Change behavior of `ActiveRecord::Base.new == ActiveRecord::Base.new`

Hi everyone,

The active record documentation says the following:

Note that new records are different from any other record by definition, unless the other record is the receiver itself. Besides, if you fetch existing records with select and leave the ID out, you’re on your own, this predicate will return false.

But that’s really strange for me:

User.new == User.new

=> false

Since other data objects usually returns true if the containing data is equal:

String.new == String.new

=> true

OpenStruct.new == OpenStruct.new

=> true

Take a look on this code:

u1 = User.first

u1.name = ‘John Doe’

u2 = User.first

u2.name = ‘John Smith’

u1 == u2

=> true

The ActiveRecord::Base#== only compares the class and the id:

def ==(comparison_object)

super ||

comparison_object.instance_of?(self.class) &&
id.present? &&
comparison_object.id == id

end

The method may be changed to compare the class and the attributes:

def ==(comparison_object)

super ||

comparison_object.instance_of?(self.class) &&
comparison_object.attributes == attributes

end

The latter will behave like other data objects on ruby.

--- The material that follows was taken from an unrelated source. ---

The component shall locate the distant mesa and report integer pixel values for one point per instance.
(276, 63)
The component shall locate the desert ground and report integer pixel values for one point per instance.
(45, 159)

I can overwrite this method only on my application or my model or even compare manually like this:

User.new.attributes == User.new.attributes

Regardless of that, the current behavior seems wrong.

There is a specific reason to the active record behavior be implemented in this way?

ActiveRecord defines identity using the DB primary key and class, if there isn't a primary key it defaults to Ruby's object identity which is if it is exactly the same object in memory.

String and OpenStruct have their own definitions of what object equality means (both are based on content) so I don't think it relates in any way to ActiveRecord, since it uses it's own definition of what being == means.